Sergey Nivens - Fotolia
On the surface, unstructured data and flash-based SSDs seem like a perfect match. But it takes careful planning...
and analysis to implement a cost-effective, big data flash system that meets business needs.
Storage managers have begun considering flash for unstructured data storage because of the growing use of big data analytics. According to IDC, sales of big data and business analytics offerings are growing at a compound annual rate of 11.9%. By 2022, IDC projected the market will be worth $260 billion.
Organizations are storing a lot more data to feed those big data analytics systems. And a lot of that data is unstructured text documents, emails, images, videos and other files that don't fit into a traditional database.
As a result, enterprises are buying significantly more storage than in the past. IDC reported that organizations worldwide bought 111.8 exabytes of storage in the second quarter of 2018, 71% more capacity than they purchased in the second quarter of 2017.
But capacity alone isn't enough to meet big data needs. Performance is also a critical factor.
Flash seems like an obvious choice when it comes to performance, because it's dramatically faster than traditional HDDs. In addition, flash-based SSDs take up less space, consume less energy and produce less heat than HDDs, all of which make scaling easier.
So, what's not to love?
The challenges of using flash for unstructured data
Cost is the major downside to using flash for big data storage. In recent years, flash prices have dropped precipitously, sparking greater interest in both hybrid and all-flash arrays (AFAs). The latest IDC numbers showed the AFA market growing 54.7% year over year, while hybrid array sales climbed 23.8%.
Greg SchulzAnalyst, StorageIO
However, flash-based SSDs still cost more than HDDs, and getting enough capacity for large data repositories can stretch budgets. "The biggest challenge faced by enterprise customers for storing unstructured data on flash is cost -- that is, trying to get as much SSD capacity for the least amount of money," Greg Schulz, analyst at consulting firm StorageIO, wrote in an email. "Another challenge is getting the most capacity per cost without compromising on reading as well as write performance of data, as well as metadata."
Schulz also noted that the information available from vendors can be confusing, and it often can be hard to find a flash approach that meets a business's unstructured data storage needs.
The following five tips can help make flash-based SSDs work with unstructured data.

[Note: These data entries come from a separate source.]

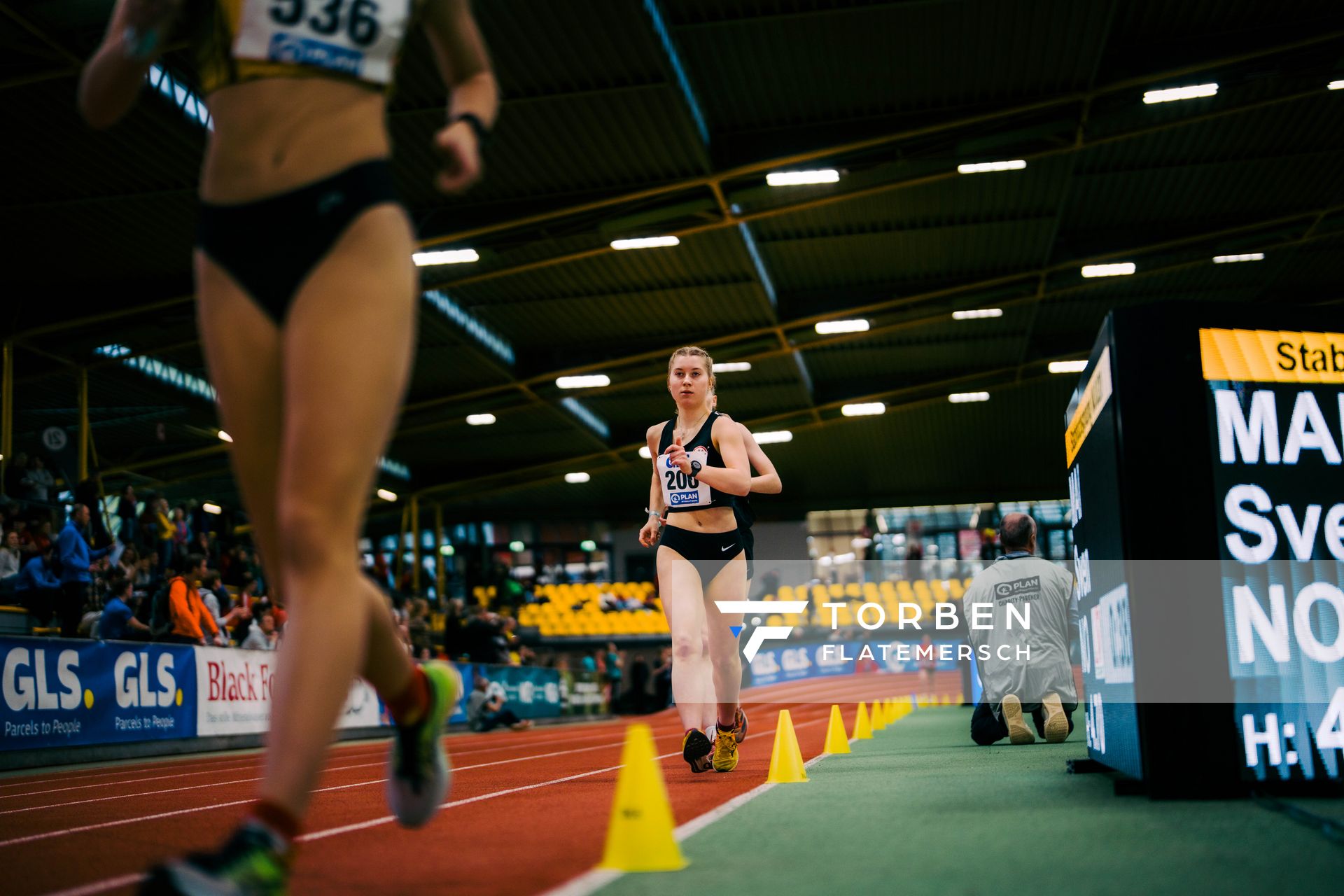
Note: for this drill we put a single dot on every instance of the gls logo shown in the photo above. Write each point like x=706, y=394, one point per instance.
x=26, y=680
x=762, y=633
x=131, y=676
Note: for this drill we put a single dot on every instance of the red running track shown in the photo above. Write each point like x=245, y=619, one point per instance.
x=526, y=812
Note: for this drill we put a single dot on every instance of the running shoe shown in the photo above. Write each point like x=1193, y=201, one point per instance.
x=724, y=751
x=420, y=771
x=249, y=864
x=696, y=750
x=1018, y=729
x=1057, y=720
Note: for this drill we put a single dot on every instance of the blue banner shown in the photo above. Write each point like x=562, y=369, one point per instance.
x=65, y=694
x=844, y=657
x=531, y=692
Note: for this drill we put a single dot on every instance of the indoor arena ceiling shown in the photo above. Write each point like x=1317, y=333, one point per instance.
x=663, y=117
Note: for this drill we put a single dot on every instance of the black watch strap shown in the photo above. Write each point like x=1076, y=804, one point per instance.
x=473, y=121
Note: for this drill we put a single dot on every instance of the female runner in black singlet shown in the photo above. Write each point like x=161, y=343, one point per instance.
x=699, y=464
x=302, y=251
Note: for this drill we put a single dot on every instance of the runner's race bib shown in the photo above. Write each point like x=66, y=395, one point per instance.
x=356, y=38
x=679, y=489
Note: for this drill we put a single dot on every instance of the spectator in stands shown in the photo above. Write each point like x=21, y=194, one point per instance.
x=35, y=536
x=484, y=638
x=486, y=708
x=127, y=514
x=454, y=634
x=419, y=626
x=38, y=586
x=77, y=562
x=615, y=664
x=1042, y=685
x=262, y=636
x=11, y=559
x=187, y=612
x=181, y=531
x=147, y=571
x=118, y=620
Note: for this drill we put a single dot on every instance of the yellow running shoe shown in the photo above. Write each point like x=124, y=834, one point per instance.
x=1018, y=729
x=724, y=750
x=1057, y=720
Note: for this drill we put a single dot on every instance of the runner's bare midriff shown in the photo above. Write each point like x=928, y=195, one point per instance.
x=281, y=133
x=706, y=520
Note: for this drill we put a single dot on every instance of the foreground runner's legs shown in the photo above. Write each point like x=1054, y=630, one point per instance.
x=309, y=511
x=691, y=671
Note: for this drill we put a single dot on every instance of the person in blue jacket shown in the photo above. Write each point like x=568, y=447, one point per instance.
x=77, y=559
x=38, y=586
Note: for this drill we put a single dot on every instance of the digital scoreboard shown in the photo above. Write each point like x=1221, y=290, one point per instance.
x=1203, y=448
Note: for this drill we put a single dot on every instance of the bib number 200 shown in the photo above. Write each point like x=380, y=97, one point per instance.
x=360, y=20
x=679, y=481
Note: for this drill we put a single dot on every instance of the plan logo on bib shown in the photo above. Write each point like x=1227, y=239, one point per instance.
x=762, y=633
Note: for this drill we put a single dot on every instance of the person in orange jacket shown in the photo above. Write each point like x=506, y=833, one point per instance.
x=188, y=613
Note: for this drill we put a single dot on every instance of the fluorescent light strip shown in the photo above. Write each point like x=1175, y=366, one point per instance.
x=445, y=305
x=187, y=102
x=588, y=381
x=394, y=468
x=803, y=178
x=445, y=257
x=1172, y=94
x=773, y=437
x=1068, y=367
x=827, y=328
x=588, y=416
x=645, y=242
x=981, y=167
x=1109, y=270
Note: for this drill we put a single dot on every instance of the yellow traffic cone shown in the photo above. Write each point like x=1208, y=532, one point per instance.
x=785, y=760
x=862, y=727
x=638, y=836
x=836, y=738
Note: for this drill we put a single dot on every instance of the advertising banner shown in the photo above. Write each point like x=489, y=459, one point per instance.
x=846, y=657
x=234, y=691
x=67, y=694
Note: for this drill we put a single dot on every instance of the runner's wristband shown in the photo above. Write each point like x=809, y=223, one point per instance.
x=473, y=121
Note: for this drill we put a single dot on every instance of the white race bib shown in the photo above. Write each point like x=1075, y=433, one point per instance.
x=679, y=489
x=356, y=38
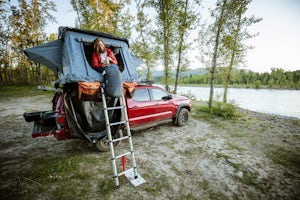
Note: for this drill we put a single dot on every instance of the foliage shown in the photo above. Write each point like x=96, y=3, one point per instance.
x=220, y=109
x=143, y=46
x=227, y=34
x=22, y=26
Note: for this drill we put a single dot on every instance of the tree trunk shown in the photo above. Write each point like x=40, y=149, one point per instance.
x=233, y=52
x=219, y=22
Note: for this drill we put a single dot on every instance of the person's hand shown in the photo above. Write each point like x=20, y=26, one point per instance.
x=106, y=62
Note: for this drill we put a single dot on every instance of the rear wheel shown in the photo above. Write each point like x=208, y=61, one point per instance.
x=183, y=117
x=103, y=144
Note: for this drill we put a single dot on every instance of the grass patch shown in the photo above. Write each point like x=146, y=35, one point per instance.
x=285, y=157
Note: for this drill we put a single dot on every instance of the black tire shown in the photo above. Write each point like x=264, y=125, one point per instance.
x=103, y=144
x=183, y=117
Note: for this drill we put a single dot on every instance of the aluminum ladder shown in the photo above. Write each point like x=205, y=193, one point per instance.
x=131, y=173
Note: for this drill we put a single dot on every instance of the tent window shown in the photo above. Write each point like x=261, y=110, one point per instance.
x=88, y=51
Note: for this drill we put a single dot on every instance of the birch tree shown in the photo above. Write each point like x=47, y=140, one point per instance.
x=237, y=33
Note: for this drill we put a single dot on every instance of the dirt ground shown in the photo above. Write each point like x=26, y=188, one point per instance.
x=254, y=157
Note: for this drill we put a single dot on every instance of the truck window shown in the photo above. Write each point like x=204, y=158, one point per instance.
x=141, y=95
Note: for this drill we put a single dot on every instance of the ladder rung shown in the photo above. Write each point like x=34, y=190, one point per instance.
x=117, y=107
x=116, y=123
x=124, y=154
x=124, y=172
x=121, y=138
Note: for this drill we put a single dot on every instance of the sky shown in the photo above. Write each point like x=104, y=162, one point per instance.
x=276, y=46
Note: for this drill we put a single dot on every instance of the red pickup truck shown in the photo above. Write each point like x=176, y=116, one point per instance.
x=149, y=106
x=69, y=57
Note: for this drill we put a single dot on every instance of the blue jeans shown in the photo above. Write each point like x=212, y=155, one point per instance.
x=101, y=69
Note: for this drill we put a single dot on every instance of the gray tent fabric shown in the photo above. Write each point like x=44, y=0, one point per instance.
x=67, y=57
x=48, y=54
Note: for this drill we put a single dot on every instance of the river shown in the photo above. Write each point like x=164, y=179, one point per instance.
x=279, y=102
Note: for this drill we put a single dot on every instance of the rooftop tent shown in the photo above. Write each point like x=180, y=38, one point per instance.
x=48, y=54
x=69, y=59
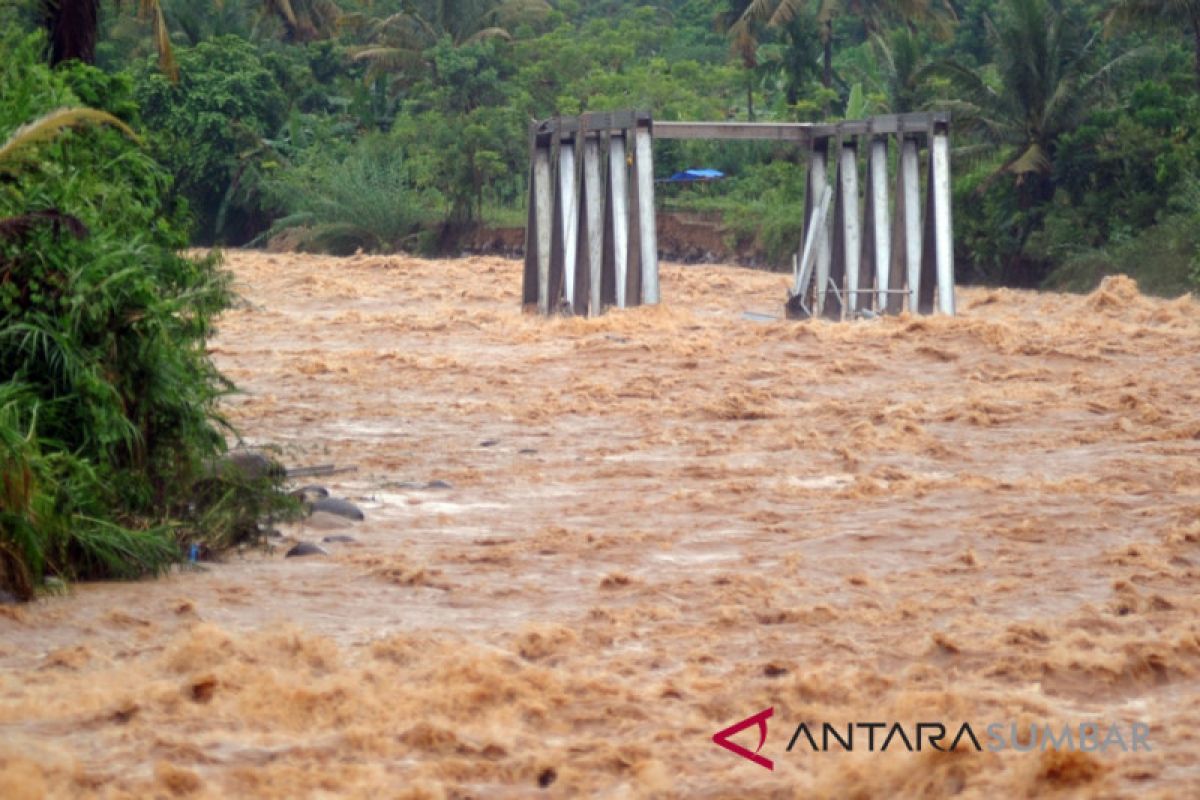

- Analyze your needs. Before investigating the available options, you first must understand your business users' requirements. "Do your homework," Schulz advised. "Know your applications' performance, availability, capacity, economic characteristics, as well as how they will access unstructured data."
- Analyze your options. Armed with that information, assess the available products, including flash-based SSDs, as well as all-flash and hybrid arrays. Several vendors -- notably Dell EMC's Isilon and Pure Storage's FlashBlade -- offer flash designed for big data. However, general-purpose AFAs or hybrid arrays may also meet unstructured data storage needs. Schulz recommended considering whether the specific technology will work for your environment or if you will have to adapt your environment to a given product.
- Use capacity management techniques. Because unstructured data volumes are growing fast, look for approaches that have built-in capacity management capabilities, such as compression, deduplication and automated tiering. These features will help keep data volume under control over the long term.
- Consider hybrid and tiered systems. In many cases, the most cost-effective approaches may be hardware that uses flash for hot data storage and HDDs for cold data. Alternatively, it may include tiers of faster and slower flash and cloud storage. The best type of flash SSD storage can be a hybrid mix of higher-capacity, lower-cost, read-optimized storage for storing large amounts of data, combined with lower-capacity, longer-endurance, write-optimized storage for handling metadata and serving as a write buffer, Schulz said.
- Keep up with the trends. The flash market is changing rapidly, so what seems cost-prohibitive today may become affordable tomorrow. Some big data flash storage products that were early to market were withdrawn because of lack of interest. However, the big data flash market is expected to grow as flash costs fall, and new products will likely be entering the market.
"In the future, there will be another class of large-capacity flash using QLC [quad-level cell] that will be more oriented toward read-mostly content," Randy Kerns, an Evaluator Group analyst, wrote in an email. "That hasn't come to the market yet but will at some point. That will create some new opportunities and issues around controlling data placement."
Evaluator Group analyst Randy Kerns discusses how to survive the growth of unstructured data.
Storage managers need to stay informed of these trends in order to make the best decisions about deploying flash-based SSDs and other flash-based options for unstructured data storage.